Assemblage theory also offers perspectives on agency and causality that can be deeply challenging to common sense. While many ethnographers assume that agency is a uniquely human capacity, assemblage theory questions this view by exploring how agency spreads throughout human-nonhuman constellations. Our exploration of “distributed management” is but one of the ways in which a “posthuman” perspective on agency may be used as a provocation to traditional understandings of behaviour within families. Similarly, assemblage theory provides a view of causality that begins to grapple with the complex, non-linear clusters of causes and conditions that underlie phenomena such as mental ill health and its recovery. Models of linear causality—where the same cause always leads to the same effect— quickly break down when the social world is understood as populated by entities that themselves are composed of numerous interacting components. In place of linear causality, DeLanda (2006:20) offers models of non-linear causality, where the “internal organization (of assemblages) may, for example, determine that an external cause of large intensity will produce a low-intensity effect (or no effect at all) and vice versa, that small causes may have large effects.” From this perspective, it makes little sense to attempt to abstract the causal strength of a particular member, practice or relationship within a given assemblage, because assemblages produce activity as an emergent effect of all associations immanent to them.

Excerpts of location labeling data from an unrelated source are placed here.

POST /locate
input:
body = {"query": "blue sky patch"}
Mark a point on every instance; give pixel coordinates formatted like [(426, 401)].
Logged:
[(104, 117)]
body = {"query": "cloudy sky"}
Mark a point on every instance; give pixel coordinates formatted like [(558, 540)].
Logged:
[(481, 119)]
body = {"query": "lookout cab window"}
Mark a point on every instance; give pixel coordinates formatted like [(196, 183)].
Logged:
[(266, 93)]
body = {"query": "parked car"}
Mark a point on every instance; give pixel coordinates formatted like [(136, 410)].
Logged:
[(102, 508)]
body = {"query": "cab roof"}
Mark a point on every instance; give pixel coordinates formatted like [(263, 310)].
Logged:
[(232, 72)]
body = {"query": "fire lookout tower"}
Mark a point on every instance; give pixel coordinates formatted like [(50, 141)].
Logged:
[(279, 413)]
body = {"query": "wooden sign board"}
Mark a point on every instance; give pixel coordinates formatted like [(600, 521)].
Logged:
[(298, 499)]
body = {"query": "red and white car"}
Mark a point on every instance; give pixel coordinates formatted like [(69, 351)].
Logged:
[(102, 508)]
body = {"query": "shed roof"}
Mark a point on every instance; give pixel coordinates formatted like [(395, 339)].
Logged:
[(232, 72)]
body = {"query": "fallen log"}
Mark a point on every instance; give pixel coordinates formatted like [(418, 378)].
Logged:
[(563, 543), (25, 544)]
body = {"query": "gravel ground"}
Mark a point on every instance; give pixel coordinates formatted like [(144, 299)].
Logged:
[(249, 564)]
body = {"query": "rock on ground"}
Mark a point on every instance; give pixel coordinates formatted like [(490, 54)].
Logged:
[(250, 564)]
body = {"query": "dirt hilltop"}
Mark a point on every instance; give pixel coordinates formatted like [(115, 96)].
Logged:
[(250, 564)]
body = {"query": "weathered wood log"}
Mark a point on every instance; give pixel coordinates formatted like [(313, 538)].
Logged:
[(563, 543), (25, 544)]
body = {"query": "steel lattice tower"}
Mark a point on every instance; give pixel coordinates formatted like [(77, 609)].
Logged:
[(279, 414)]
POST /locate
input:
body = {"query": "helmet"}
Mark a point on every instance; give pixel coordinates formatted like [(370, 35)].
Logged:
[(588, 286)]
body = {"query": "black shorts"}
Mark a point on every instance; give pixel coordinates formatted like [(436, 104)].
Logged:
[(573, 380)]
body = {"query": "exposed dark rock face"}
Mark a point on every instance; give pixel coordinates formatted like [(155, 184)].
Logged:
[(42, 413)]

Yet of course, this kind of abstraction is common to clinical interactions in mental health services in Australia and elsewhere. When a man accesses mental health services in Australia, it is common for him to be treated as an isolated individual, with his role as a member of a family excluded from the clinical conversation (Berlyn, Wise and Soriano 2008). In some cases, particularly if his entry into the service system is through child protection or family services, his family life will enter the conversation, and he may be referred to a service or program aimed to develop his parenting skills, to help him change coercive or violent behaviours, or to increase the quality of family communication. This is certainly an improvement on being treated as an isolated individual, yet very often it will still fail to grasp the breadth of his family life. In this article we have explored how being a member of a family assemblage can have implications for every aspect of parent’s lives, beyond the specific times when they are engaged in parenting activities, and beyond their sense of parental identity. The family assemblage is a territory comprising environments, objects, people, discourses and affects, and for fathers experiencing mental ill health it is from within this territory that recovery advances or retreats. The concept of family assemblage prompts researchers and practitioners alike to ask questions such as: What does family mean in the life of this individual? What has it brought into their life? What has it excluded? Where do its borders lie? What kinds of associations, between what kinds of actors, objects and forces, are involved in the production or mitigation of this parent’s mental ill health and recovery? Which actors, objects and forces might best be mobilised in the design of recovery interventions? Although much work remains to be done in developing the concepts and problems introduced in this article, this article has opened up the family assemblage to a wider range of critical inquiries and clinical interventions by which the recovery of fathers experiencing mental ill-health, and the family assemblages in which these fathers emerge, may be supported more effectively.